2. In a binary data matrix where columns represent character states and blocksizes for columns indicate the number of homologues represented by contiguous columns, zero's are parameters of a character state indicating a Pi=0 for finding that state in taxon i, unless all entries in a row within a block are zero; then a putative ancestral condition is indicated (= neither one of the states in the block is present in the ancestor). The zero condition is forced to be present at the root in the cladogram optimisation process, unless you clicked No for 'Ancestral state indicated by zero' in the CAFCA parameter dialog.
3. In true binary characters (with a blocksize equal to one !) the number of homologues is actually 1 under the condition that the ancestral state is indicated by zero, and 2 when it is not. In the latter case the zero's (0) in such a true binary character will, like the one's (1) be treated as indicating a group of terminal taxa (cladon), as they may represent an apomorpic state.

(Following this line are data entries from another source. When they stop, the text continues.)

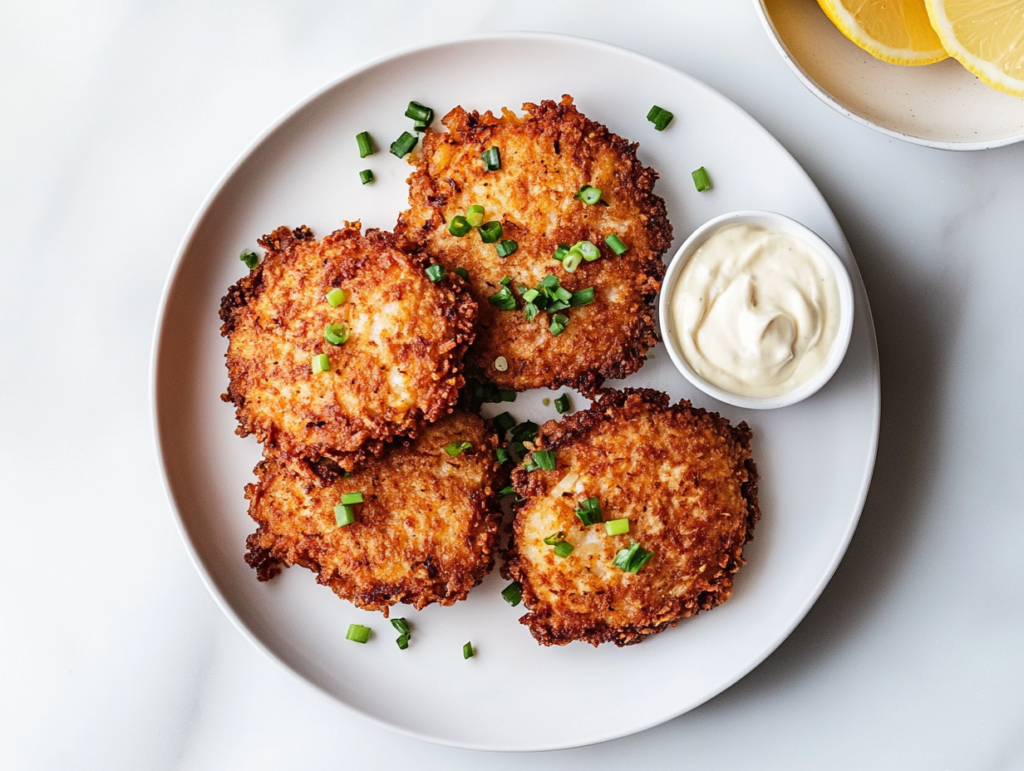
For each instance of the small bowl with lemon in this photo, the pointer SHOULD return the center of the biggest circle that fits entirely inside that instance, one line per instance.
(939, 73)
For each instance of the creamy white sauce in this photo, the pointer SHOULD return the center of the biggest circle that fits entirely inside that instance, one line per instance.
(756, 311)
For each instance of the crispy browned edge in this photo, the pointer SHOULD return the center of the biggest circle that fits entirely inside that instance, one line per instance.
(555, 434)
(462, 316)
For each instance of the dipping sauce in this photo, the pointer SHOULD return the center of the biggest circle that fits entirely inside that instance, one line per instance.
(756, 310)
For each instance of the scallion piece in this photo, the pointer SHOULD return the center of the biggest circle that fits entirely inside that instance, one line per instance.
(336, 334)
(701, 180)
(401, 146)
(491, 231)
(492, 159)
(512, 594)
(459, 226)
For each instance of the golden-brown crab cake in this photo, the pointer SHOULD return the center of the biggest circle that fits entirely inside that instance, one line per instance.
(391, 340)
(684, 480)
(424, 532)
(546, 158)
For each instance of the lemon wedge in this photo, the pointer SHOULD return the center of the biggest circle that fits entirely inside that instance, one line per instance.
(986, 37)
(894, 31)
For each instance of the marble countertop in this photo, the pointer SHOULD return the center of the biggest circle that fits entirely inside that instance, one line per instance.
(119, 118)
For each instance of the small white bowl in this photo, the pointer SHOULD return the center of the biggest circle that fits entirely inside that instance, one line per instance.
(776, 222)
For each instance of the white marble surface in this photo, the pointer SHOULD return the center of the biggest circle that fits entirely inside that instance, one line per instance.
(117, 120)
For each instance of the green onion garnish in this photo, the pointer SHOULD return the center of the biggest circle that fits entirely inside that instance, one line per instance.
(659, 117)
(616, 526)
(457, 447)
(475, 215)
(632, 558)
(563, 549)
(336, 334)
(366, 143)
(589, 511)
(459, 226)
(401, 145)
(491, 231)
(321, 362)
(512, 594)
(357, 633)
(616, 245)
(492, 159)
(700, 179)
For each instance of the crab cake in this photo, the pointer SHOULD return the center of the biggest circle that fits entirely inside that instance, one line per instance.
(546, 158)
(424, 532)
(682, 477)
(392, 339)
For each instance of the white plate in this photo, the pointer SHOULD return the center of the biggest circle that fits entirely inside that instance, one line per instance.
(939, 105)
(815, 459)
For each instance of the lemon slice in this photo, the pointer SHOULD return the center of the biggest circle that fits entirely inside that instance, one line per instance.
(986, 37)
(894, 31)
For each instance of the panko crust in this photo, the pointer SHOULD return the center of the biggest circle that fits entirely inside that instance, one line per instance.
(425, 531)
(683, 477)
(400, 368)
(547, 156)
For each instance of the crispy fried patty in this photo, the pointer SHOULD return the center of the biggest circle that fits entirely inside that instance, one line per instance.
(685, 480)
(425, 531)
(546, 158)
(400, 368)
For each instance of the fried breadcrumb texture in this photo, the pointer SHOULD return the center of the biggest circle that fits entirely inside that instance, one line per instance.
(425, 531)
(685, 480)
(546, 157)
(399, 369)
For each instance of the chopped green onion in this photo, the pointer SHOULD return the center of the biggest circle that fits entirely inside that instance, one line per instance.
(507, 247)
(418, 112)
(492, 159)
(457, 447)
(700, 179)
(616, 245)
(336, 334)
(512, 594)
(322, 362)
(357, 633)
(401, 145)
(366, 143)
(616, 526)
(589, 511)
(459, 226)
(491, 231)
(659, 117)
(632, 558)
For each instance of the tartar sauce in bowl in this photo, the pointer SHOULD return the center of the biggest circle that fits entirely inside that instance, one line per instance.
(758, 310)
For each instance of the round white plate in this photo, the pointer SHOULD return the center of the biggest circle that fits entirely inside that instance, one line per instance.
(815, 459)
(938, 105)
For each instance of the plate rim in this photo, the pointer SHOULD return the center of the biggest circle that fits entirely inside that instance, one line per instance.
(769, 647)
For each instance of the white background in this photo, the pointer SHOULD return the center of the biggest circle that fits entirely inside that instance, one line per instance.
(117, 119)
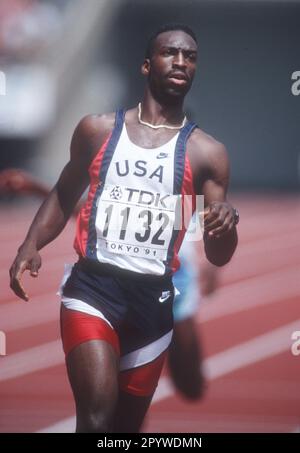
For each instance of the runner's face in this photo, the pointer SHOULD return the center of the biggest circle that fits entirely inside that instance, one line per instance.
(172, 66)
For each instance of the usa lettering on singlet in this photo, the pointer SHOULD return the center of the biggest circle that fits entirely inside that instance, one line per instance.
(133, 219)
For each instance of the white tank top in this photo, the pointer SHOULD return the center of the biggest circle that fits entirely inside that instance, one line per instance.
(136, 210)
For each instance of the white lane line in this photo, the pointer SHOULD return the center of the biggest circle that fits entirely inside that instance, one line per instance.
(260, 348)
(31, 360)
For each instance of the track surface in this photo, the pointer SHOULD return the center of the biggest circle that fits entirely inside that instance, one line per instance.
(246, 328)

In the present example character 4, 5, and 10 show the first assumption in the multi-state image, and the second assumption in the binary image. The second assumption is also demonstrated by characters 1, 7, and 8, although a full-zero row is not present here. For the other characters 2, 3, 6, and 9 (without zero's) these assumptions do not obtain.

Full-zero columns in either a multi-state or a binary data matrix will pass the analysis as dummy's, i.e., they do not influence any of the results in any way. As a weight option is not yet implemented in CAFCA, this characteristic gives you a provisional opportunity to run different analyses on different selections of characters by substituting zero's for some of the characters, without the need of changing the size of the data matrix and thereby the index numbers of the characters. When you use the Clip data matrix option in the Utilities menu or during the preparation of a (primary) analysis, this is what happens with columns that are marked for deletion by you.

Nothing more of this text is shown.